As you can quickly see, these cases present the fundamental question of what is the legal definition of marriage.  Thus, the Supreme Court’s decisions on these two cases will have far-reaching ramifications for marriage in the United States.

The cases will likely be argued around the end of March, 2013.  A decision is expected from the Supreme Court by the end of June, 2013.

The possible outcomes

In Perry, there are a few outcomes possible.  First, the Court could affirm the Ninth Circuit’s decision, which would mean that California’s Prop 8 remains invalid.  The effect of such a decision would be to establish same-sex “marriage” in California and could trigger legal challenges to the laws in other states that define marriage as between one man and one woman.

The Court could also reverse the Ninth Circuit and hold that Prop 8 is constitutional.  This would mean that the definition of marriage in California would remain as one man and one woman only.  A decision like this could forestall challenges to other similar provisions in other states.

It is possible the Court could sidestep the issues altogether and decide the case on a technical issue.  It is difficult to predict what the effect would be.

In Windsor, the Court could affirm the Second Circuit, which struck down DOMA’s definition of marriage.  The immediate effect of such a decision would be to allow same-sex couples to be treated as married couples under federal law.  For example, same-sex couples could claim the benefits of marriage under federal tax law.  But the impact of the Court explicitly acknowledging same-sex “marriage” at the federal level would no doubt have broad and far-reaching consequences for religious freedom.  And a decision invalidating DOMA’s definition of marriage would surely threaten the validity of state provisions that define marriage as between one man and one woman.

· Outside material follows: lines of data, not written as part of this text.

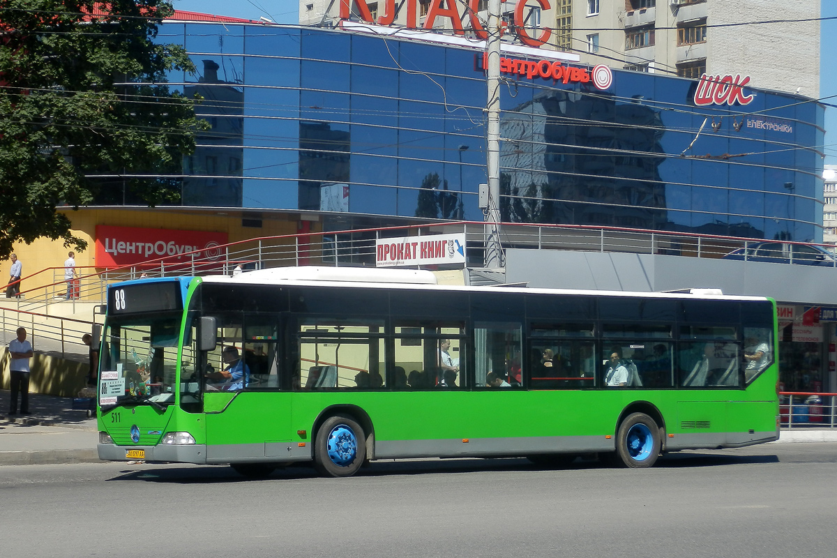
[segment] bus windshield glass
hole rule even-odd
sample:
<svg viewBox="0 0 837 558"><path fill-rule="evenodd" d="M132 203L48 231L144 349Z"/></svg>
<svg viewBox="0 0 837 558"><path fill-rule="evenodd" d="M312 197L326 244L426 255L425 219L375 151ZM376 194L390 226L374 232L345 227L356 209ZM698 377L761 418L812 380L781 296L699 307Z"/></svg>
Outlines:
<svg viewBox="0 0 837 558"><path fill-rule="evenodd" d="M99 402L174 402L182 315L166 312L111 319L105 330Z"/></svg>

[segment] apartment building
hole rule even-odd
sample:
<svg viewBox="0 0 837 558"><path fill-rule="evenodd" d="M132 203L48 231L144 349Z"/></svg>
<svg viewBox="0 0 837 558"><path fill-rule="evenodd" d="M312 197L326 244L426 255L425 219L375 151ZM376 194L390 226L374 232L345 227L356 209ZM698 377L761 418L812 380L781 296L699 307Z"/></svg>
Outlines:
<svg viewBox="0 0 837 558"><path fill-rule="evenodd" d="M837 244L837 165L825 165L823 182L823 242Z"/></svg>
<svg viewBox="0 0 837 558"><path fill-rule="evenodd" d="M521 1L526 3L518 11ZM506 40L521 42L517 28L536 41L548 29L542 48L580 54L591 65L691 79L747 75L753 87L817 99L819 2L510 0L501 9L511 31ZM475 3L475 18L484 26L488 18L488 0L395 0L393 13L385 0L350 0L348 10L342 3L300 0L300 23L362 21L367 10L371 20L386 25L422 27L430 18L433 28L460 28L473 37L470 7Z"/></svg>
<svg viewBox="0 0 837 558"><path fill-rule="evenodd" d="M754 87L819 96L819 0L576 3L583 62L686 78L748 75Z"/></svg>

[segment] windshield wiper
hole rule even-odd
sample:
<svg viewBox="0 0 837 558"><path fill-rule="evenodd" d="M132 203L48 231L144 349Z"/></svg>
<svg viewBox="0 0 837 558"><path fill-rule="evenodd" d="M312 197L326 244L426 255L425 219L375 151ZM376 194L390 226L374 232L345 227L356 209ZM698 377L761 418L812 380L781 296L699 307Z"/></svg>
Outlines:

The Court could also reverse the Second Circuit and hold that DOMA’s definition of marriage is constitutional.  A decision like this would protect traditional marriage at the federal level and could forestall future attacks on marriage definition provisions at the state level as well.

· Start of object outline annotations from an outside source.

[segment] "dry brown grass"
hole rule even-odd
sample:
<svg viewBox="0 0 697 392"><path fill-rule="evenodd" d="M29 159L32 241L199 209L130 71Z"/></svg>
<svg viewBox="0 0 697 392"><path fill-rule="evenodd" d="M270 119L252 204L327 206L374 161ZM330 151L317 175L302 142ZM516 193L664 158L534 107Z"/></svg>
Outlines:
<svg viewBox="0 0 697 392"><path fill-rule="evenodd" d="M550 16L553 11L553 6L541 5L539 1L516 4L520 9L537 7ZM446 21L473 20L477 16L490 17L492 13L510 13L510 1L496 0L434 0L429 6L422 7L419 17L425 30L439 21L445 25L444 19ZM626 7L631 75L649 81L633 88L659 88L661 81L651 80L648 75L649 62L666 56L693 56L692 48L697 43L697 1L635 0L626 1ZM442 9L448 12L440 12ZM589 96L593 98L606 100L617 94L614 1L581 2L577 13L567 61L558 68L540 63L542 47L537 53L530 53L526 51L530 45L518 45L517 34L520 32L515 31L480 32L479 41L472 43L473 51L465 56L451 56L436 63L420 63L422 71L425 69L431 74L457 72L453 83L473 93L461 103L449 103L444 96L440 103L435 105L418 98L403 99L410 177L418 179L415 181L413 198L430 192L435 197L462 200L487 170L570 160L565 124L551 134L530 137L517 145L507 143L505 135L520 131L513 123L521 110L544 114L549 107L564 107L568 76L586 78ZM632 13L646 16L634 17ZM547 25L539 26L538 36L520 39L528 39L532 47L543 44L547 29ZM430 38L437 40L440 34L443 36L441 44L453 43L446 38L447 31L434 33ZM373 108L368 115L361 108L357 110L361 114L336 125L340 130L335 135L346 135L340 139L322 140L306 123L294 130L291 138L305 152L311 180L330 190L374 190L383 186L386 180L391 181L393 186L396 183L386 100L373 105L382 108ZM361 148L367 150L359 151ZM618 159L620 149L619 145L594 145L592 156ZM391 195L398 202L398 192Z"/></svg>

Again, it is possible the Supreme Court could decide the Windsor case on a technical issue.  The effect of such a decision would be hard to predict and would depend on what the Court says in its opinion.

What can your church do?

In light of these significant cases that confront the definition of marriage directly, what can your church do now?

1.         Pray:  Pray for the Court as it decides these cases.  Pray for the justices’ law clerks who will have significant input into these decisions.  Pray for the attorneys — Chuck Cooper in the Perry case and Paul Clement in the Windsor case  – who will argue against these radical attempts to redefine marriage.

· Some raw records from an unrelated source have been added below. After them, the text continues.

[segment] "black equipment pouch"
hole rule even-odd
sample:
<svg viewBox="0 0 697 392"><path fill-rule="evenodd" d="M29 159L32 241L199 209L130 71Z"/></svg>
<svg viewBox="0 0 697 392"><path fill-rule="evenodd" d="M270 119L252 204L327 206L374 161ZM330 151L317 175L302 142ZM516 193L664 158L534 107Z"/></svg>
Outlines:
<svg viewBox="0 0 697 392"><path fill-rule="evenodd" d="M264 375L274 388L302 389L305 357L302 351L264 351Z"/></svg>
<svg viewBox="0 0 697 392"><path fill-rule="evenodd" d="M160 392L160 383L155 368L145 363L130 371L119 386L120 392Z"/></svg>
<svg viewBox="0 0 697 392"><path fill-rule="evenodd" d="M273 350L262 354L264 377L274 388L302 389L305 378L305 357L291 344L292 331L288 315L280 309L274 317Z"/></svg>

2.         Be informed:  Regularly visit the Speak Up Church website for updated information about these cases.  Download our Marriage Talking Points and FAQs.  This is a valuable resource to prepare you for how to discuss marriage and the legal landscape surrounding this issue.  The American Church was not present when the Court decided Roe v. Wade. The Church needs to be present now and stay informed about the cases and their potential impact.

3.         Prepare:  It is possible that one of the outcomes of these cases will be the imposition of same-sex “marriage” in one or more states or across the country as a whole.  We know that everywhere same-sex “marriage” has been instituted, oppression and censorship of religious freedom has followed closely.  Your church must be prepared for this eventuality.  Download our resource Seven Things all Churches Should Have in their Bylaws.  Our website also contains suggested language for church bylaws on the topic of marriage.

Now is not the time to be alarmist.  The Church’s voice must be heard as our country wrestles with this issue.  We must pray for the justices who will decide these cases and for the lawyers who will argue the cause of righteousness. And we must be prepared for any outcome. Above all, we must recognize that, as Proverbs 21:1 says, “The king’s heart is a stream of water in the hand of the Lord; he turns it wherever he will.”  Let us pray that God bends the hearts of the nine Supreme Court justices to protect marriage.